Duhagon MA, Pastro L, Sotelo-Silveira JR, Pérez-Díaz L, Maugeri D, Nardelli SC, Schenkman S, Williams N, Dallagiovanna B, Garat B - BMC Microbiol. (2009)

Bottom Line: However, we found that Tc38 predominantly localizes into the mitochondrion.In epimastigotes, Tc38 is found only in association with kDNA in G1 phase.In non-replicating parasite stages such as trypomastigotes, the protein is found only surrounding the entire kinetoplast structure.

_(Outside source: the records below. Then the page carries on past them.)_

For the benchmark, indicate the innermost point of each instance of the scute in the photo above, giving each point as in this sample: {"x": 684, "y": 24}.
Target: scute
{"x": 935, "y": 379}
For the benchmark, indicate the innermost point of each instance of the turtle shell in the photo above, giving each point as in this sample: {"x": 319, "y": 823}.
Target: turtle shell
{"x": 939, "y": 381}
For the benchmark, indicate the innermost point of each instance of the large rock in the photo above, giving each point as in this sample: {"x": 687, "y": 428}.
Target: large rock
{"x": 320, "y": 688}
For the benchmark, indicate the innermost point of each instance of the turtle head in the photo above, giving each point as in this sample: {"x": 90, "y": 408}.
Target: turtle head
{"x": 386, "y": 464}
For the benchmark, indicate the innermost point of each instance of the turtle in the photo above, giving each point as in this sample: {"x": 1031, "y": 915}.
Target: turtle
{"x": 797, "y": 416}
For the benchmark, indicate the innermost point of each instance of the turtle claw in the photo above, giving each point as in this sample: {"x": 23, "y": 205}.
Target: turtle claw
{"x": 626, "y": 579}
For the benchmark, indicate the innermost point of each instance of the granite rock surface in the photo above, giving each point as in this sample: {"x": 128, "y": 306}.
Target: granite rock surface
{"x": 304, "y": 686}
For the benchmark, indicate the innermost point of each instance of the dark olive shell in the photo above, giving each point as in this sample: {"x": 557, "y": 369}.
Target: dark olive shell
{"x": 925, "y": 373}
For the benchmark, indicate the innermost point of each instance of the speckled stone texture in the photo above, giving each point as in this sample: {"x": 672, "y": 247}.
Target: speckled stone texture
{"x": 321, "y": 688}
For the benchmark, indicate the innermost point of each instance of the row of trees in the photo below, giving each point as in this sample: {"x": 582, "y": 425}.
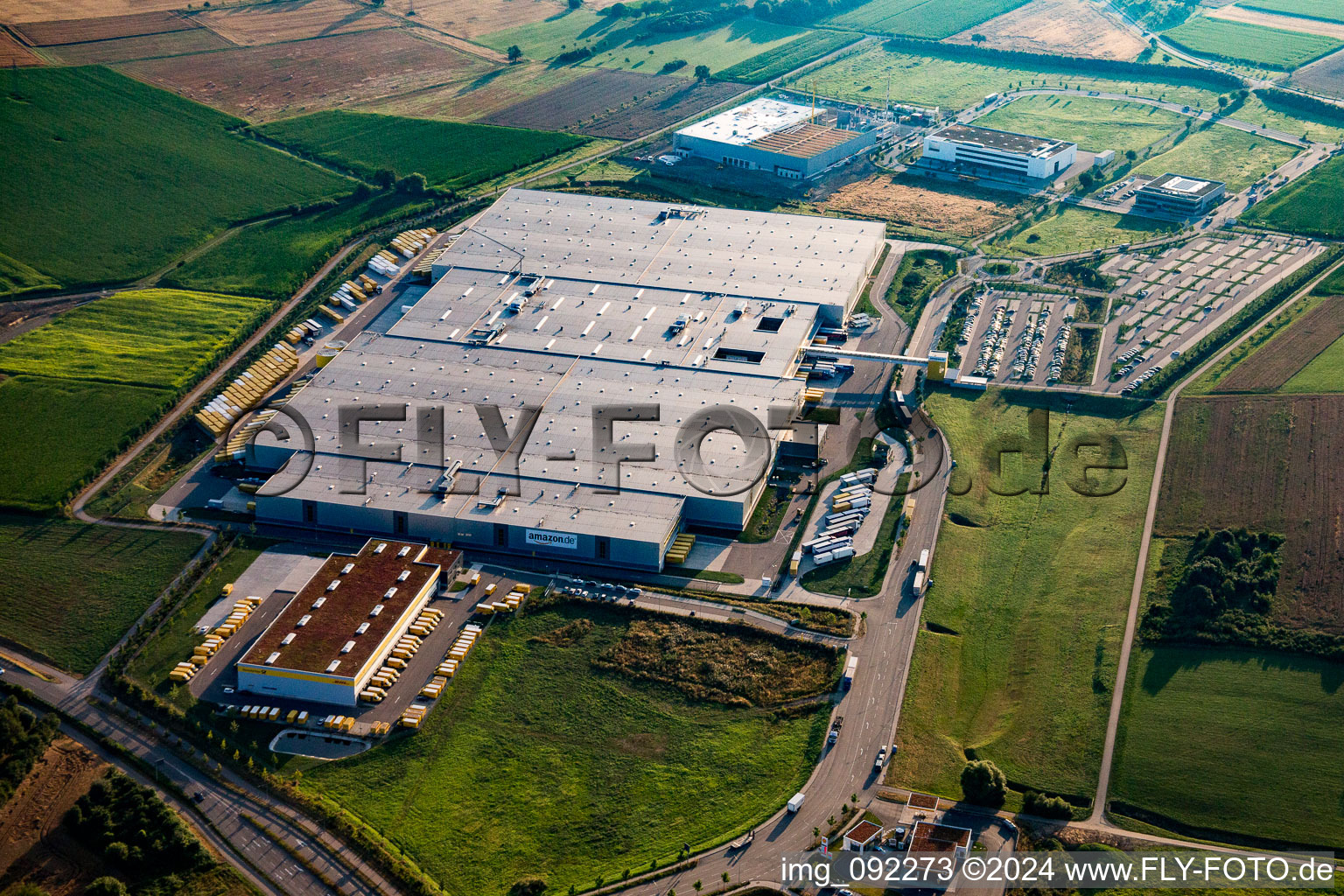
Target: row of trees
{"x": 23, "y": 738}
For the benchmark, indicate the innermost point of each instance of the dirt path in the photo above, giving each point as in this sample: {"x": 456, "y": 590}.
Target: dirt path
{"x": 1098, "y": 815}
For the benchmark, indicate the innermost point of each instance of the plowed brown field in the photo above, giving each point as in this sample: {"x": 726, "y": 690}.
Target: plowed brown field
{"x": 288, "y": 80}
{"x": 43, "y": 34}
{"x": 883, "y": 199}
{"x": 1289, "y": 352}
{"x": 1068, "y": 27}
{"x": 32, "y": 845}
{"x": 621, "y": 105}
{"x": 150, "y": 46}
{"x": 292, "y": 20}
{"x": 1269, "y": 464}
{"x": 474, "y": 18}
{"x": 14, "y": 52}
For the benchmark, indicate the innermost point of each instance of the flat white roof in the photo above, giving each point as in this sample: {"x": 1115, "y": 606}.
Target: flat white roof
{"x": 749, "y": 121}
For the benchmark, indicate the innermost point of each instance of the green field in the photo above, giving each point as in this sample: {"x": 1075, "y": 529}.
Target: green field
{"x": 1234, "y": 740}
{"x": 1323, "y": 374}
{"x": 1243, "y": 42}
{"x": 1329, "y": 10}
{"x": 108, "y": 178}
{"x": 1311, "y": 205}
{"x": 275, "y": 258}
{"x": 787, "y": 57}
{"x": 172, "y": 642}
{"x": 950, "y": 82}
{"x": 55, "y": 433}
{"x": 17, "y": 278}
{"x": 550, "y": 767}
{"x": 1256, "y": 110}
{"x": 448, "y": 153}
{"x": 1075, "y": 230}
{"x": 629, "y": 43}
{"x": 160, "y": 338}
{"x": 1026, "y": 609}
{"x": 1093, "y": 124}
{"x": 1233, "y": 156}
{"x": 934, "y": 19}
{"x": 72, "y": 590}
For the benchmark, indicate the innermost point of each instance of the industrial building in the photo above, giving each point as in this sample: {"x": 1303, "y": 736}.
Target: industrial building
{"x": 968, "y": 150}
{"x": 781, "y": 137}
{"x": 335, "y": 633}
{"x": 1176, "y": 196}
{"x": 554, "y": 312}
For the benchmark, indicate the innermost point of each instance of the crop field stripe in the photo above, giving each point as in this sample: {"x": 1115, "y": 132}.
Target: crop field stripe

View Article: PubMed Central - HTML - PubMed

Affiliation: Laboratorio de Interacciones Moleculares, Facultad de Ciencias, Montevideo, Uruguay. mduhagon@fcien.edu.uy

ABSTRACT

Background: Tc38 of Trypanosoma cruzi has been isolated as a single stranded DNA binding protein with high specificity for the poly [dT-dG] sequence. It is present only in Kinetoplastidae protozoa and its sequence lacks homology to known functional domains. Tc38 orthologues present in Trypanosoma brucei and Leishmania were proposed to participate in quite different cellular processes. To further understand the function of this protein in Trypanosoma cruzi, we examined its in vitro binding to biologically relevant [dT-dG] enriched sequences, its expression and subcellular localization during the cell cycle and through the parasite life stages.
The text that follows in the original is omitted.